Pero, y otra vez pero: esto suena, ¿verdad que sí?, peligrosamente a sofisma. Puesto que tales distinciones se basan, como es de rigor, en la idea del yo como un ente (idealmente) homogéneo, sin hibridación, puro -¡idea francamente fantástica!-, no pueden, no deben bastar. ¡No! Al contrario, permítasenos decir algo aún más duro: ese mal puede no estar tan profundamente sepultado bajo nuestra superficie como nos gusta creer. Que, en realidad, nosotros propendemos hacia él naturalmente, es decir, no contra nuestra naturaleza. Y que Saladin Chamcha se propuso destruir a Gibreel Farishta porque, finalmente, ello resultaba tan fácil; el verdadero atractivo del mal es la seductora facilidad con la que uno puede aventurarse por ese camino. (Y, digamos en conclusión, la ulterior imposibilidad del regreso.)
Pero Saladin Chamcha insiste en atribuirle una causa más simple. «Fue su traición en casa de Rosa Diamond; su silencio, nada más.»
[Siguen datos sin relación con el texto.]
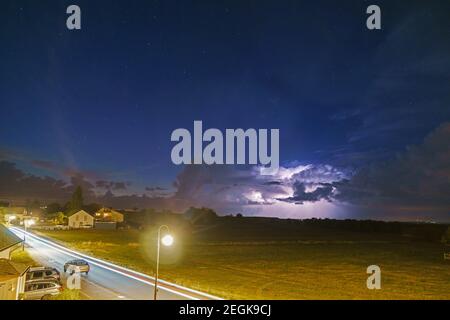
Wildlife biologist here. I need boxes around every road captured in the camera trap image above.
[10,227,219,300]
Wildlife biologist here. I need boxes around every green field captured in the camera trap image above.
[37,219,450,299]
Pone el pie en el falso Puente de Londres desde un teatro de títeres cercano, instalado en una caseta a rayas rojas y blancas, Mr. Punch -zurrando a Judy- le grita: ¡Éste es el sistema! Después de lo cual Gibreel saluda, desmintiendo, con la incongruente languidez de la voz, la vehemencia de las palabras: «Compa, ¿pero eres tú? Condenado diablo. Hay que ver, en persona. Ven aquí, Salad baba, viejo Chumch.»
Sucedió esto:
En el momento en que Saladin Chamcha se acercó a Allie Cone lo suficiente para quedar petrificado y helado por sus ojos, sintió que su renovada hostilidad hacia Gibreel se hacía extensiva a aquella mujer de mirada de cero-grados y vete-a-paseo, su aire de conocer un grande y misterioso secreto del universo, y también una expresión que luego él llamaría feroz, un no sé qué ausente, insensible, antisocial, independiente, una esencia. ¿Por qué le irritó tanto? ¿Por qué, cuando ella aún ni había abierto la boca él ya la consideraba parte del enemigo?
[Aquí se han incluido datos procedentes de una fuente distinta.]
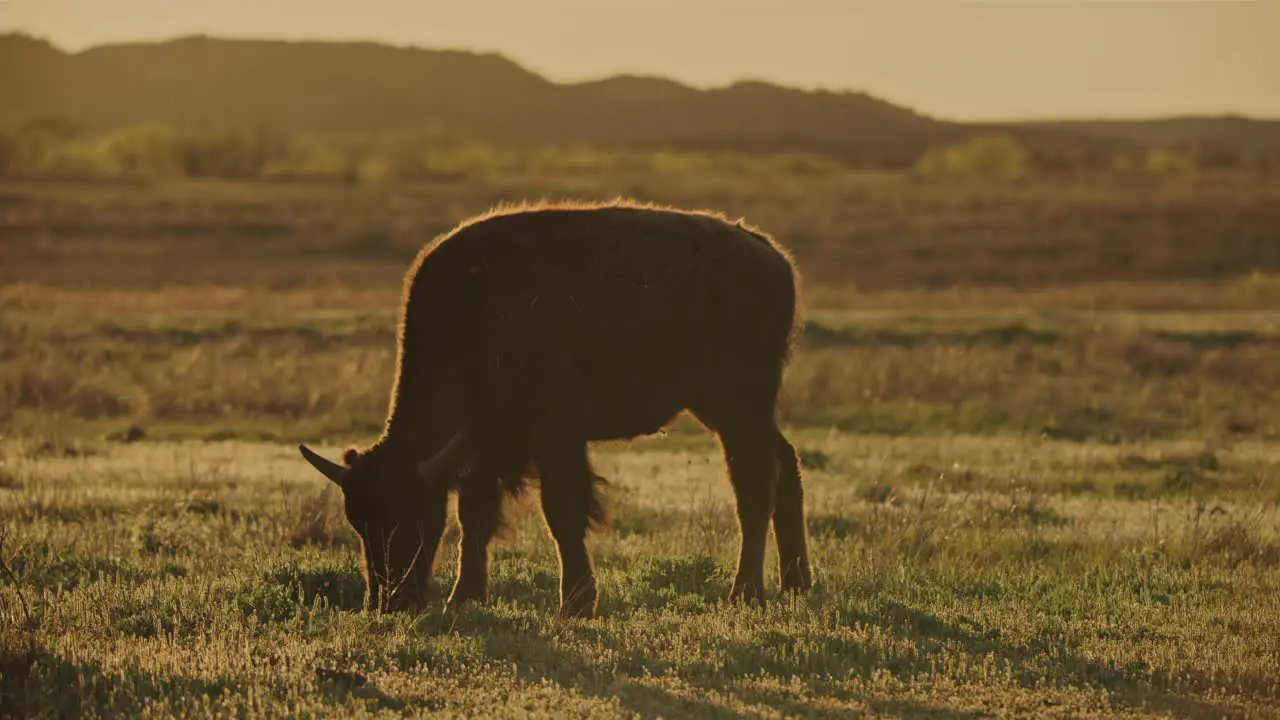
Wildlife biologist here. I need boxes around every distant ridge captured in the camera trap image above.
[0,33,1280,167]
Quizá porque la deseaba; y deseaba, todavía más, lo que él consideraba aquella íntima seguridad; por carecer de ella, la envidiaba, y trataba de dañar lo que envidiaba. Si amor es el anhelo de parecerse (incluso de ser) a la persona amada, el odio, podemos decir que puede ser engendrado por la misma ambición cuando no puede ser satisfecha.
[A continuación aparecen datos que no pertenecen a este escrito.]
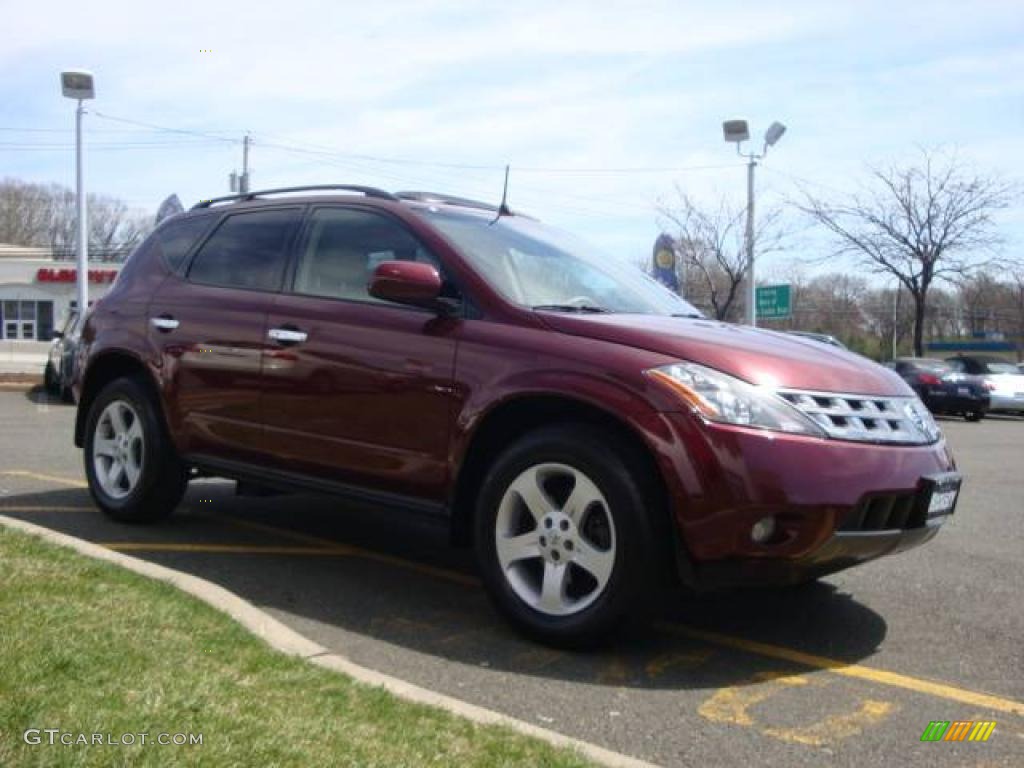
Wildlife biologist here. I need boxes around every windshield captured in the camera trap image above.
[423,208,701,317]
[911,358,953,374]
[985,362,1020,374]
Sucedió esto: Chamcha inventó una Allie y se convirtió en antagonista de su invención…, pero no lo dejó traslucir. Sonrió, le estrechó la mano, estuvo encantado de conocerla; y abrazó a Gibreel. Me uno a él para desquitarme. Allie, sin sospechar nada, se excusó. Los dos debían tener tantas cosas de qué hablar, dijo; y, prometiendo volver en seguida, se alejó; a explorar, como dijo ella. Él observó que cojeaba ligeramente durante los dos o tres primeros pasos, luego se detenía y se alejaba con paso firme. Una de las cosas que él desconocía de ella era su dolor.